Não sei como é que isto se resolve - se com dicas falsas, se com pistas erradas, se com emigração para outro continente. A verdade é que sinto no meu dever avisar e preparar todos os leitores (e leitoras, que elas também espreitam calça de ganga alheia) como se devem desviar deste embate frontal, sem airbag, com a previsibilidade.
- Primeiro, nunca confessem quem é a vossa verdadeira paixão cinematográfica. É a maior pista que podem dar do tipo de ser humano que vos atrai.
- Segundo, se em algum momento em que estão com a vossa cara metade sentirem que ela(e) percebeu para quem vocês estavam a olhar, olhem imediatamente para a mulher/homem mais próximo. Mesmo que essa pessoa seja idosa, um sem-abrigo ou um grilo da EMEL.
- Terceiro, as mulheres são mais espertas que nós. Ou seja, elas não ligam ao óbvio, interpretam o subtil. Por isso, da próxima vez que for apresentado a um grupo de raparigas como eu fui, diga imediatamente que acha piada à pessoa que você acha piada. Não tente disfarçar, como costuma. A sua confissão tão frontal, honesta e directa irá confundir a sua cara metade, que irá estranhar (e ficar a digerir) a sua confissão durante bastante tempo. Tempo esse que lhe dá um bom avanço para a discussão que vem depois.
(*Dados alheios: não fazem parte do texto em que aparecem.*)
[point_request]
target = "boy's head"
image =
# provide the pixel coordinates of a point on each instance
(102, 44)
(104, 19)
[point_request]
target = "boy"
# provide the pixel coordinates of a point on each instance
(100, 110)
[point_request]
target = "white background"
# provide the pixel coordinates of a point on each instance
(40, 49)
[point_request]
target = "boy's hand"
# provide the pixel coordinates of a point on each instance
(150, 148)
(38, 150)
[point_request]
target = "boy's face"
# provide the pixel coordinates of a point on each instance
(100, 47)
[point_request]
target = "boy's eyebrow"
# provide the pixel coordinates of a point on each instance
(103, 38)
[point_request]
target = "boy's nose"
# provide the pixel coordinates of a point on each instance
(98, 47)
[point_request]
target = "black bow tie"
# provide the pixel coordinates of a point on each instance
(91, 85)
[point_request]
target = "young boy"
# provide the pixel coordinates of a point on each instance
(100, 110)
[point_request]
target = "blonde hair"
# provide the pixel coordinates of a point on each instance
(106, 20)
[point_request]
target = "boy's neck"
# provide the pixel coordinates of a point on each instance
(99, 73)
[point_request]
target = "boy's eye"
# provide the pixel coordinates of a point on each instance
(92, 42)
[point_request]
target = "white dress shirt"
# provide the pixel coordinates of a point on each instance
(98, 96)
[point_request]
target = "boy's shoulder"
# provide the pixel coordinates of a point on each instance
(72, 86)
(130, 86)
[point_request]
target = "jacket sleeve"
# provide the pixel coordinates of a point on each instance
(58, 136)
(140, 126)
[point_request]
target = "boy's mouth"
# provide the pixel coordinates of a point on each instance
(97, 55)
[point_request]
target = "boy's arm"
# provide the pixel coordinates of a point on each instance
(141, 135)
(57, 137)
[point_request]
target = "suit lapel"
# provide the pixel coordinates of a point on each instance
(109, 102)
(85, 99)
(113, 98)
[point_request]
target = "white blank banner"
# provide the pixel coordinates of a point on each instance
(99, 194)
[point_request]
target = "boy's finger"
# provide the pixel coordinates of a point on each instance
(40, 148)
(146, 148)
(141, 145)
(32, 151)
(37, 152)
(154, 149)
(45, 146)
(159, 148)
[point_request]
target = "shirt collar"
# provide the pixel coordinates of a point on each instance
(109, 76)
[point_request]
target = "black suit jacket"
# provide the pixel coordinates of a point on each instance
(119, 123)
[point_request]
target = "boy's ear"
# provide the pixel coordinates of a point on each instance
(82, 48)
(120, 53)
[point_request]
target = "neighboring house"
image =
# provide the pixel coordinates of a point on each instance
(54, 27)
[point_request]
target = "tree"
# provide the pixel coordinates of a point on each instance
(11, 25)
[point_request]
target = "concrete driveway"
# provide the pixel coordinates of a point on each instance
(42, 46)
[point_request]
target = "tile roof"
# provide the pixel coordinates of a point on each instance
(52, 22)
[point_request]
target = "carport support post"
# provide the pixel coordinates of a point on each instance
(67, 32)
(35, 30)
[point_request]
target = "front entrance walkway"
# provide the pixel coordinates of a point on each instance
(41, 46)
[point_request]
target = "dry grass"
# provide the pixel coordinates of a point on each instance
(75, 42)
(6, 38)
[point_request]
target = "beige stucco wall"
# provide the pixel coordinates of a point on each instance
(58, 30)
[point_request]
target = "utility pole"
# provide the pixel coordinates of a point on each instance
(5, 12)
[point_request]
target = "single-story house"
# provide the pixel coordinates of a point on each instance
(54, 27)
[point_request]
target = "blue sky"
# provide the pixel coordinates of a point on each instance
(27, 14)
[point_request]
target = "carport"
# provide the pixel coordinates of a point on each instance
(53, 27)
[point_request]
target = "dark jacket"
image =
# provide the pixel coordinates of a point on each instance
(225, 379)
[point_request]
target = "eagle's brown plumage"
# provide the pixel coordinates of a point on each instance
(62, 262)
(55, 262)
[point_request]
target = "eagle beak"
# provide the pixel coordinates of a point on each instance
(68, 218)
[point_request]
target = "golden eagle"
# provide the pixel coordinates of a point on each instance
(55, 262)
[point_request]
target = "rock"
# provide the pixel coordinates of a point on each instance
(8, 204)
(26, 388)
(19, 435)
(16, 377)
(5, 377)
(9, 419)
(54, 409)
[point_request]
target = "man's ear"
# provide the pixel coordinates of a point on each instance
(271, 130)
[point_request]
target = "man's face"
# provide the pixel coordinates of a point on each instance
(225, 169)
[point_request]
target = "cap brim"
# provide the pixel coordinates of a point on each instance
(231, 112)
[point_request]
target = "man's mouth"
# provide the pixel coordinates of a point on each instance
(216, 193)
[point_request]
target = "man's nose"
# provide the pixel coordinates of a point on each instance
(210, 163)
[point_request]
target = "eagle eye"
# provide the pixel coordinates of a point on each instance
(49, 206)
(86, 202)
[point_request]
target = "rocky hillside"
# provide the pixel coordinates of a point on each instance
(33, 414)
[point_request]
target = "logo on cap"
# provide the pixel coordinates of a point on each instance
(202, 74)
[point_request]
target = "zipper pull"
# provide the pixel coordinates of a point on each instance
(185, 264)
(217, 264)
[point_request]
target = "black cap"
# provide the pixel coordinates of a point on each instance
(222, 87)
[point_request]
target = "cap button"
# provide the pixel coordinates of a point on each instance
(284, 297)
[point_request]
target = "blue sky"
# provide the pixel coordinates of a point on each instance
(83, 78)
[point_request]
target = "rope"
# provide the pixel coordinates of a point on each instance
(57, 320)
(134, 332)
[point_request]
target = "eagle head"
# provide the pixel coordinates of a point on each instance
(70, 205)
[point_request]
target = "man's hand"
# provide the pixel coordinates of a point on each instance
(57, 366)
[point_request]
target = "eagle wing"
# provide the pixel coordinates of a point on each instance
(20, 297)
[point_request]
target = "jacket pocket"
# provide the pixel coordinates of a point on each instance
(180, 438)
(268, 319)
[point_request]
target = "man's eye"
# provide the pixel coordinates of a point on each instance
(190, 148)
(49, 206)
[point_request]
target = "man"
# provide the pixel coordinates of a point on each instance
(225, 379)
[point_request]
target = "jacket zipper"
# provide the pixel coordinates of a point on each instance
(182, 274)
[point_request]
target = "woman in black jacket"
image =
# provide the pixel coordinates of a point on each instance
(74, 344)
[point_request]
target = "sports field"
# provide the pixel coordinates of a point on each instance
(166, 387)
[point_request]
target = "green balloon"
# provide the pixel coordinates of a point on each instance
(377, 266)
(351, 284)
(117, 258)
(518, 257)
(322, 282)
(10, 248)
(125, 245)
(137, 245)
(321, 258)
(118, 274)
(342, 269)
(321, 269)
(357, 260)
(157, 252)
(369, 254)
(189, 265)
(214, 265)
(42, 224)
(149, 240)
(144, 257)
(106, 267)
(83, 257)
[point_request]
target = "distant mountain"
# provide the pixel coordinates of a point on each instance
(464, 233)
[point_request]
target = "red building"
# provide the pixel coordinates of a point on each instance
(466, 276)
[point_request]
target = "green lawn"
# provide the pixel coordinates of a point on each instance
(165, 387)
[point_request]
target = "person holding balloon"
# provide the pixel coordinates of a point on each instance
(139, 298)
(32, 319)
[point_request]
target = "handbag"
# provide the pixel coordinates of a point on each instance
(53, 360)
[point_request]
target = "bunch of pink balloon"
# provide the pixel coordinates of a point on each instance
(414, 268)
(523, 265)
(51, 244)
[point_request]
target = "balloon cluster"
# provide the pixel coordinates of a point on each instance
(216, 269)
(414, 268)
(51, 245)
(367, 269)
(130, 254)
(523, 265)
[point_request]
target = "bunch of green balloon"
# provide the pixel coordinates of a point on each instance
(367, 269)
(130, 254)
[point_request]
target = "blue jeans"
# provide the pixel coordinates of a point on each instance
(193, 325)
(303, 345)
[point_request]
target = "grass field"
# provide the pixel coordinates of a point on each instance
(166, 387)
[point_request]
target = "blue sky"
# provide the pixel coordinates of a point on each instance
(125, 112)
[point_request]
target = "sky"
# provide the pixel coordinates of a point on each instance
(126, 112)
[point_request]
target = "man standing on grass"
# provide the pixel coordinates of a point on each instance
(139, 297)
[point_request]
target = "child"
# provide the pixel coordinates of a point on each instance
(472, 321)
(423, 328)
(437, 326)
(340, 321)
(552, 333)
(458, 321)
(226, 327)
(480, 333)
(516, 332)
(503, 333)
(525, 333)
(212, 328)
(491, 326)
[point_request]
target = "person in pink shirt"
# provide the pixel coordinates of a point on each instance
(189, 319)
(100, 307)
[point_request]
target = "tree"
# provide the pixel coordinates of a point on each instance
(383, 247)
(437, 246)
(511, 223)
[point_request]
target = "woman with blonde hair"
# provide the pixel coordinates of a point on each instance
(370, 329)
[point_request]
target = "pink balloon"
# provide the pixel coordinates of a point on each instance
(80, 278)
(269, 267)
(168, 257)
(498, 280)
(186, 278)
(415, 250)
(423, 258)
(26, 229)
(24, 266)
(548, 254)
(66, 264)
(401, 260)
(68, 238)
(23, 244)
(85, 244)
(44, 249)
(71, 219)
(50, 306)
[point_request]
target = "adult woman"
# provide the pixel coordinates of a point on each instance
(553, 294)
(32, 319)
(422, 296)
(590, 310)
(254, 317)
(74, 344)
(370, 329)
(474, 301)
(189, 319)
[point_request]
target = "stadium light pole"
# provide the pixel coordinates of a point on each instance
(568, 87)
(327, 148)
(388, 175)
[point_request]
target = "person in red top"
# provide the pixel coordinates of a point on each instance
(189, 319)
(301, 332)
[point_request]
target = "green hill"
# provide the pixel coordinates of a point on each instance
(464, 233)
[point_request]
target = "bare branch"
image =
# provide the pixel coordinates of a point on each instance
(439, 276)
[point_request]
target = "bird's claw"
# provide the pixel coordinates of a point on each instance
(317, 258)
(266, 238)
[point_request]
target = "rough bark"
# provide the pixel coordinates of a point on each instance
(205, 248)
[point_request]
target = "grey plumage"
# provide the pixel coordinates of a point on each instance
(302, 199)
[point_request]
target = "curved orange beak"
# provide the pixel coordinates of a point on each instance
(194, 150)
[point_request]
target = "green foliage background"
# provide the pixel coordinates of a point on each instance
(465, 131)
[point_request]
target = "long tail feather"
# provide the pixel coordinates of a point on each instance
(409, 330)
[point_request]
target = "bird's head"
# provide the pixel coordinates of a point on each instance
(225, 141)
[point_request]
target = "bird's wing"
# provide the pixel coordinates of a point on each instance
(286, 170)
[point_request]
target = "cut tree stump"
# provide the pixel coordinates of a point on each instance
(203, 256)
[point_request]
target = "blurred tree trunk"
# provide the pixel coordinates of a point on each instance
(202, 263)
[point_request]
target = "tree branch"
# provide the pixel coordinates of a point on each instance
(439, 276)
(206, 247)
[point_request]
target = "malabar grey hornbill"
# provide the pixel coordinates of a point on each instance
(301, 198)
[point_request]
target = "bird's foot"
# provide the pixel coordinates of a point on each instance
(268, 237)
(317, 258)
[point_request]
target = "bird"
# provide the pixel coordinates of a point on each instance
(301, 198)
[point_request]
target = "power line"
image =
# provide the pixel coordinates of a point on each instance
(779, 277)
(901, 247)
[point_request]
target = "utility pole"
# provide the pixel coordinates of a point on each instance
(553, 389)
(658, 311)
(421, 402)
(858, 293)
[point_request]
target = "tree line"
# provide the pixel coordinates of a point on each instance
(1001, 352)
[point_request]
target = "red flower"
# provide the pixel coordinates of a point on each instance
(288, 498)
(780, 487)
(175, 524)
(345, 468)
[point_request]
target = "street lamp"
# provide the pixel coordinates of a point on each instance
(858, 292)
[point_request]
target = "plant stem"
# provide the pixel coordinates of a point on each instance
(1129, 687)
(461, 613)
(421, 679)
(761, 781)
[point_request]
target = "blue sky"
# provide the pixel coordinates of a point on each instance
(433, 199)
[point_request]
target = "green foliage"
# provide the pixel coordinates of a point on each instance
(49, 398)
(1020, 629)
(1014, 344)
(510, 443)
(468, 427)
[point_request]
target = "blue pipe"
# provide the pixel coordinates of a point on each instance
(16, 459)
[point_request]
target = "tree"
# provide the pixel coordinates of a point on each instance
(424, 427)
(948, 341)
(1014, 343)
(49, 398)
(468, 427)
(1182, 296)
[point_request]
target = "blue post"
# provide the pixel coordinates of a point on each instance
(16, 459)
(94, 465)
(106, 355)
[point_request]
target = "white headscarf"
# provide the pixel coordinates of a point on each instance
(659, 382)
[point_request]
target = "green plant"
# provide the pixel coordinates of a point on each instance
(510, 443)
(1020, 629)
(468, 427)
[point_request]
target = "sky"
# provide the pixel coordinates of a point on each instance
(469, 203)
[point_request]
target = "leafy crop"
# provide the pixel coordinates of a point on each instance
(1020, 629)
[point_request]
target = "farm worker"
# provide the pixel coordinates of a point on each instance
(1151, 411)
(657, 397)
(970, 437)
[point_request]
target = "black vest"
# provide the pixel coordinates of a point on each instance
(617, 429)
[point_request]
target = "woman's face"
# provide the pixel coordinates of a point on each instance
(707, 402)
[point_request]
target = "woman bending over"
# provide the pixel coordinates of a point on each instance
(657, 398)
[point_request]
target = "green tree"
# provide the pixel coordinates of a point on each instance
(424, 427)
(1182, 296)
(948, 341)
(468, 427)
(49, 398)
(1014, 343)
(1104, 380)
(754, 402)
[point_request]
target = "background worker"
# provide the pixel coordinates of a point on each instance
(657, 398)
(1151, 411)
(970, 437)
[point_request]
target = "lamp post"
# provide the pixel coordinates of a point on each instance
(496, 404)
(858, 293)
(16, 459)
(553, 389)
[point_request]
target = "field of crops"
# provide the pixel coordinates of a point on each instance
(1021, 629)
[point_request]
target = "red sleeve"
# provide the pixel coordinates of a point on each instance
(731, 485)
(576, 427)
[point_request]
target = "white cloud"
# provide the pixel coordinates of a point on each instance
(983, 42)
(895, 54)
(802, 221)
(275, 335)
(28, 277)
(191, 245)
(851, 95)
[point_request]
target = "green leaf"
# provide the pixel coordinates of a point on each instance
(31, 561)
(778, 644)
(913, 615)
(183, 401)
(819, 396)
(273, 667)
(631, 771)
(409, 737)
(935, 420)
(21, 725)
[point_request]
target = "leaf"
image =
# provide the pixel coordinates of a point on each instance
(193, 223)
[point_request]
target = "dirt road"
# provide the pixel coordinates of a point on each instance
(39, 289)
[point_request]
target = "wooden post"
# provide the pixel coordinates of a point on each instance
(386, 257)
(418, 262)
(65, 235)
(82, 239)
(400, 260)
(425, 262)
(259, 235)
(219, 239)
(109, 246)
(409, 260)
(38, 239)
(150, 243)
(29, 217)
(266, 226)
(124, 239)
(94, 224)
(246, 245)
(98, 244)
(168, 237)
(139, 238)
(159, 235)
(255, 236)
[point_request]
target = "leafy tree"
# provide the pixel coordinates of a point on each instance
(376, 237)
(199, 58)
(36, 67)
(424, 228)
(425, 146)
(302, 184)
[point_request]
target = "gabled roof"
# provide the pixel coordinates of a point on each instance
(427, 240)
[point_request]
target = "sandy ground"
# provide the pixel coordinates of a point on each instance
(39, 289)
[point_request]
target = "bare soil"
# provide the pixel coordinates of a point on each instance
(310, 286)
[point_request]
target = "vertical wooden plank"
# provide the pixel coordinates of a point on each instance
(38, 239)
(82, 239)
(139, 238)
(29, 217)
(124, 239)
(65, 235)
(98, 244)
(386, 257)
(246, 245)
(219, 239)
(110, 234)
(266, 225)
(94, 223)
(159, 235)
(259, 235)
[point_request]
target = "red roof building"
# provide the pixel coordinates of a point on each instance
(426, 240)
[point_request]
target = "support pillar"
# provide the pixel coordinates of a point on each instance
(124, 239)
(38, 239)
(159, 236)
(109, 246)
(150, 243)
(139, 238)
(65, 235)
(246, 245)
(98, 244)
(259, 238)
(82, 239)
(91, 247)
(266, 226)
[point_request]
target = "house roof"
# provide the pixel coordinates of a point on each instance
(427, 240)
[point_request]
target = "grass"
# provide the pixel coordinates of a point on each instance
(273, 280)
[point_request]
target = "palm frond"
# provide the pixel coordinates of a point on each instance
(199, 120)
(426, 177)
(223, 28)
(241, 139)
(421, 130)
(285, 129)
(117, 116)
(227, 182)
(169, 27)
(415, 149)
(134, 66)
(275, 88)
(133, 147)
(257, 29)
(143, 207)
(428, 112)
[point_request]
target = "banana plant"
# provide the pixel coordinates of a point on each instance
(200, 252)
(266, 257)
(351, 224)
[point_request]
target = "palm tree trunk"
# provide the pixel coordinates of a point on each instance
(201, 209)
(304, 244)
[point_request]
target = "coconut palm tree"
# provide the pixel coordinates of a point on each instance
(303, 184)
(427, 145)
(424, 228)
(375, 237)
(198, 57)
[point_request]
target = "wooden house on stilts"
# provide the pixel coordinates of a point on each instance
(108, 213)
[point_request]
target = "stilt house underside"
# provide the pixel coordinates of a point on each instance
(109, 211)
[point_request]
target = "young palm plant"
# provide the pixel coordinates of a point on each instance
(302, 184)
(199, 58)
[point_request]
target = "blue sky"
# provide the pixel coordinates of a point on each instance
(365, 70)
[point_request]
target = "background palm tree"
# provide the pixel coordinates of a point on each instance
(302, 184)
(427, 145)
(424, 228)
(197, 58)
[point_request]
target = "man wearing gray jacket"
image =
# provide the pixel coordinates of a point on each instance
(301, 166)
Eu não estou a defender o "pular fora da cerca", eu amo a minha namorada. Estou apenas a pegar naquilo que um amigo javardo costuma dizer ("não é por já ter comida no prato que não posso olhar para o menú, caraças") e a tratá-lo com a responsabilidade que o poder apreciar outras pessoas tem numa relação. O que é que se segue? Ela pedir a comida por mim em restaurantes? Escolher a roupa que vou vestir? Acabar as minhas frases? Tremo só de pensar.

A única coisa que ser previsível fará pela minha relação é matá-la.
E ninguém gosta de saber que foi o mordomo, com o candelabro, na cozinha, antes do filme acabar.